Two or three months ago, my trip to Las Vegas made me ponder the following: If all gambles in the casinos have negative expected values, why do people still engage in gambling - especially my friends fairly well-versed in probability/statistics?
Suffice it to say, I still have not answered that question.
On the other hand, this did lead me to ponder more about whether rational behavior always involves making choices with the highest expected (or positive) value - call this Rationality-Expectation (R-E) hypothesis.
Here I'd like to offer some counterexamples that show R-E is clearly false, to me at least. (In hindsight, these look fairly trivial but some commentators on this site speak as if maximizing expectation is somehow constitutive of rational decision making - as I used to. So, it may be interesting for those people at the very least.)
- Suppose someone offers you a (single trial) gamble A in which you stand to gain 100k dollars with probability 0.99 and stand to lose 100M dollars with probability 0.01. Even though expectation is -98999000 dollars, you should still take the gamble since the probability of winning on a single trial is very high - 0.99 to be exact.
- Suppose someone offers you a (single trial) gamble B in which you stand to lose 100k dollars with probability 0.99 and stand to gain 100M dollars with probability 0.01. Even though expectation is 98999000 dollars, you should not take the gamble since the probability of losing on a single trial is very high - 0.99 to be exact.
A is a gamble that shows that choices with negative expectation can sometimes lead to net pay off.
B is a gamble that shows that choices with positive expectation can sometimes lead to net costs.
As I'm sure you've all noticed, expectation is only meaningful in decision-making when the number of trials in question can be large (or more precisely, large enough relative to the variance of the random variable in question). This, I think, in essence is another way of looking at Weak Law of Large Numbers.
In general, most (all? few?) statistical concepts make sense only when we have trials numerous enough relative to the variance of the quantities in question.
This makes me ponder a deeper question, nonetheless.

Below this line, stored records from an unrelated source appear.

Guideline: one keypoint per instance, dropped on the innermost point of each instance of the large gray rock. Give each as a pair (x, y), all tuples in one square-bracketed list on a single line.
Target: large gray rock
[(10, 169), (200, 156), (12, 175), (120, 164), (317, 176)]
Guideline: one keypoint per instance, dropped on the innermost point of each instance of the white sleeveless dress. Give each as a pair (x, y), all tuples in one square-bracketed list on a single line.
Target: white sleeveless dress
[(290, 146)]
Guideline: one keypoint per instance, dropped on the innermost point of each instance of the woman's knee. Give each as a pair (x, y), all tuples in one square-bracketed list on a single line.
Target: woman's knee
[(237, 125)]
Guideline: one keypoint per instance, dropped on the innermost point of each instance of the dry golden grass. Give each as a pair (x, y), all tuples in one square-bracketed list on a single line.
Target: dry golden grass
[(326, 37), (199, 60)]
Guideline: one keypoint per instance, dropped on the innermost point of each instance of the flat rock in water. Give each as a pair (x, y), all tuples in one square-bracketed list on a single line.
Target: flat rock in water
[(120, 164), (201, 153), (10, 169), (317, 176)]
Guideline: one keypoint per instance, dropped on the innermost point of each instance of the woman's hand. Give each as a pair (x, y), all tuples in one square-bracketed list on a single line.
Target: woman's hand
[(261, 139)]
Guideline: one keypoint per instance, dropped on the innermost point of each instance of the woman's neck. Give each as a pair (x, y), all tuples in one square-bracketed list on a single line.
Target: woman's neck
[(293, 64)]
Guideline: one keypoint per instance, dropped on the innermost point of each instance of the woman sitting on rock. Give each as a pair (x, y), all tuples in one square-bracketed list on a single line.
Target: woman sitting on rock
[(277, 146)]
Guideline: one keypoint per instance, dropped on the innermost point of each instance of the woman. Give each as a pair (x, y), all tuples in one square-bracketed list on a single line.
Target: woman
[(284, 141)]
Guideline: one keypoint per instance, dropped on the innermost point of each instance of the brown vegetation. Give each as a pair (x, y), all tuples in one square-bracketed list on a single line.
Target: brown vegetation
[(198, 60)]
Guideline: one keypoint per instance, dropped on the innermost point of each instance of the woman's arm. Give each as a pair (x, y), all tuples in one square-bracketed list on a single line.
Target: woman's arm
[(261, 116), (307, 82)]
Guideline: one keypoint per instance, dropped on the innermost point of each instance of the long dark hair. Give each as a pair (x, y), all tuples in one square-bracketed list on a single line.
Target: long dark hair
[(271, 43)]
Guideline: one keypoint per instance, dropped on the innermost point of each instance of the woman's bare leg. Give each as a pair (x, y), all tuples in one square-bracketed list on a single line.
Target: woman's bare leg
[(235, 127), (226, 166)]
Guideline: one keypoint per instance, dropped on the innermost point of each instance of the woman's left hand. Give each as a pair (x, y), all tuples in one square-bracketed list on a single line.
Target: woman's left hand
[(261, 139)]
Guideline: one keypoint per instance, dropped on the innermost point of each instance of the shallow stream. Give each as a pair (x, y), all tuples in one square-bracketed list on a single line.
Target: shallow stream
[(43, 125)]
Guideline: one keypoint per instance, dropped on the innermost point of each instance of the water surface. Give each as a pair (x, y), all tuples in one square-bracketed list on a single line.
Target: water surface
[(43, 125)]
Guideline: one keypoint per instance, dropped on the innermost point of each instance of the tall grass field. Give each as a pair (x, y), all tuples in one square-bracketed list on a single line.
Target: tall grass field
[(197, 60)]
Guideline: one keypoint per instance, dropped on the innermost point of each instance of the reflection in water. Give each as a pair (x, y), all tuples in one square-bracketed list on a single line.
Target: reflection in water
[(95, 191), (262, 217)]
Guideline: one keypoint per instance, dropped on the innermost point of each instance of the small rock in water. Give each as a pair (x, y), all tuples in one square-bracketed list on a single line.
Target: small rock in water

Does it make sense to speak of probabilities only when you have numerous enough trials? Can we speak of probabilities for singular, non-repeating events?
Do you think the chain of reasoning is infinite? For actual humans there is certainly some boundary under which the prior no more feels as an output of further computation, although such beliefs could have been influenced by earlier observations either subconsciously, or consciously while this fact has been forgotten later. Especially in the former case, I think the reasoning leading to such beliefs is very likely to be flawed, so it seems fair to treat such beliefs as genuine priors, even if, strictly speaking, they were physically influenced by evidence.
A perfect Bayesian, on the other hand, should be immune to flawed reasoning, but still it has to be finite, so I suppose it must have some genuine priors which are part of its immutable hardware. I imagine it in an analogy with formal systems, which have a finite set of axioms (or an infinite set defined by a finite set of conditions) and a finite set of derivation rules, and a set of theorems consisting of axioms and derived statements. For a Bayesian, axioms are replaced by several statements with associated priors, there is the Bayes' theorem among the derivation rules, and instead of a set of theorems, it has a set of encountered statements with attached probability. Possible issues are:
Not infinite but for humans all priors (or their non-strict-Bayesian equivalent at least) ultimately derive either from sensory input over the individual's lifetime or from millions of years of evolution baking in some 'hard-coded' priors to the human brain.
When dealing with any particular question you essentially draw a somewhat arbitrary line and lump millions of years of accumulated sensory input and evolutionary 'learning' together with a lifetime of actual learning and assign a single real number to it and call it a 'prior' but this is just a way of making calculation tractable.